ANOVA (Analysis of Variance) is an analysis tool used to see the effect of categorical independent variables on a dependent variable in regressions.

There are two main assumptions that need to be met when using ANOVA.

- The groups in a categorical variable must be independent.
- Data must be normally distributed with equal variance.

To explore how to perform ANOVA in Stata, we will use Stata’s reading scores dataset (‘reading.dta’). This dataset can be loaded using the *webuse* command.

webuse reading.dta

This dataset has five variables related to students’ reading scores, reading program, skill enhancement technique, and their group.

We will drop the ‘class’ and ‘group’ variable and use only the ‘program’ and ‘skill’ variables as the independent categorical variables that have an effect on ‘score’.

drop class group

## Checking Normality of Dependent Variable in Stata

First, let’s check whether ‘score’ is normally distributed or not. While there are several ways to do this, we will use a simple histogram.

histogram score

histogram score, by(program) normal

histogram score, by(skill) normal

In general, the variable ‘score’ does appear to tend to follow a normal distribution across all groups of the categorical variables.

## Types of ANOVA

There are two main types of ANOVA:

- One-way (or unidirectional) ANOVA
- Two-way ANOVA

A one-way ANOVA helps evaluate the effect of a single, categorical independent variable on a single dependent variable. It can be used to see whether there exist any statistically significant differences between the means of the independent (unrelated) groups/categories.

A two-way ANOVA is similar to a one-way ANOVA, with the only difference being that there are two categorical, independent variables. A two-way ANOVA is also used to study the interaction between the two categorical variables. Similarly, it can also used to study their joint effect on the dependent variable.

## The Null Hypothesis in ANOVA in Stata

The null hypothesis in an ANOVA test states that there is no statistically significant difference between the groups/categories being tested.

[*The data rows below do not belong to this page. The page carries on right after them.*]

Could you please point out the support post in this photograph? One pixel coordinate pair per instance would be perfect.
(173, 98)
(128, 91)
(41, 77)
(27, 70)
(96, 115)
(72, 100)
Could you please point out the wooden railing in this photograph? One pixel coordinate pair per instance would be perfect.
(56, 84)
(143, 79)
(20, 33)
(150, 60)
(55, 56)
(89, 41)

In other words, the null hypothesis states that the means of all these groups are equal If this is true, the ANOVA test’s F-ratio statistic will be close to 1.

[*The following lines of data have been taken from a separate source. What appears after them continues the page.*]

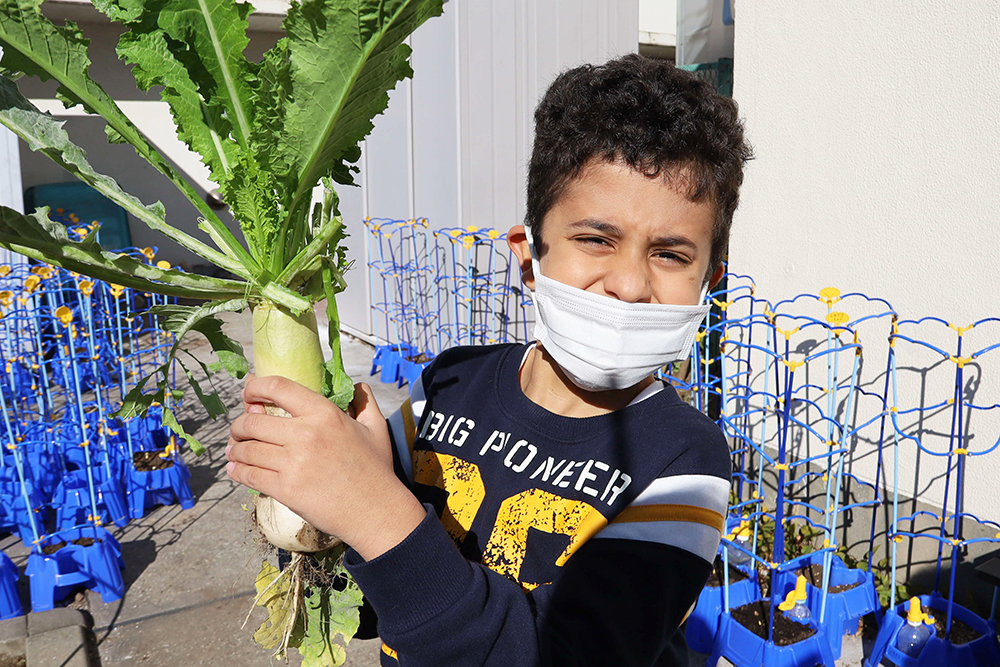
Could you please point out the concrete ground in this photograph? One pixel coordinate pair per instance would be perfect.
(189, 574)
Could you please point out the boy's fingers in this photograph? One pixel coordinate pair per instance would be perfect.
(363, 406)
(287, 394)
(258, 479)
(254, 425)
(255, 453)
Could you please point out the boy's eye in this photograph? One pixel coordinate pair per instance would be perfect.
(672, 256)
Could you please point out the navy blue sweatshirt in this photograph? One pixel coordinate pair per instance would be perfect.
(548, 540)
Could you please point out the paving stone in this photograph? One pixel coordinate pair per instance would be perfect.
(62, 647)
(12, 648)
(53, 619)
(14, 628)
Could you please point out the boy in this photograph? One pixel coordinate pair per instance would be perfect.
(552, 503)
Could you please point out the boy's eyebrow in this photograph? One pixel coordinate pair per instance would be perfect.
(616, 231)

The alternative hypothesis would be that the mean of at least one of the groups/categories is not equal to the others.

## One-way ANOVA in Stata

Let’s conduct a one-way ANOVA using ‘score’ (i.e. a student’s reading score) as the continuous, dependent variable and ‘program’ as the independent categorical variable. A one-way ANOVA can be performed in Stata using the *oneway *command followed by the dependent and the independent variables.

oneway score program, tab

The table reports the sums of squares (column ‘SS’), the means of squares (MS) along with the degrees of freedom (df). The mean squares is calculated by dividing the sums of square by the degree of freedom. The relevant test statistic in this case is the F-stat reported in the second last column titled ‘F’ calculated by taking a ratio of the mean squares. The degrees of freedom in the numerator are 1, and in the denominator are 298.

Statistical significance of the F-stat can be ascertained from the p-value (column titled Prob > F). If the value is less than 0.05, we can say that at least one pair of means is not equal.

In this case, because the p-value is 0, it can be concluded that at least one pair of score means across the two groups of the reading program are not equal.

The Bartlett’s test for equal variance is reported at the bottom. Because the p-value (prob>chi2) is statistically insignificant, it suggests that the variances of the mean score across the groups are not unequal.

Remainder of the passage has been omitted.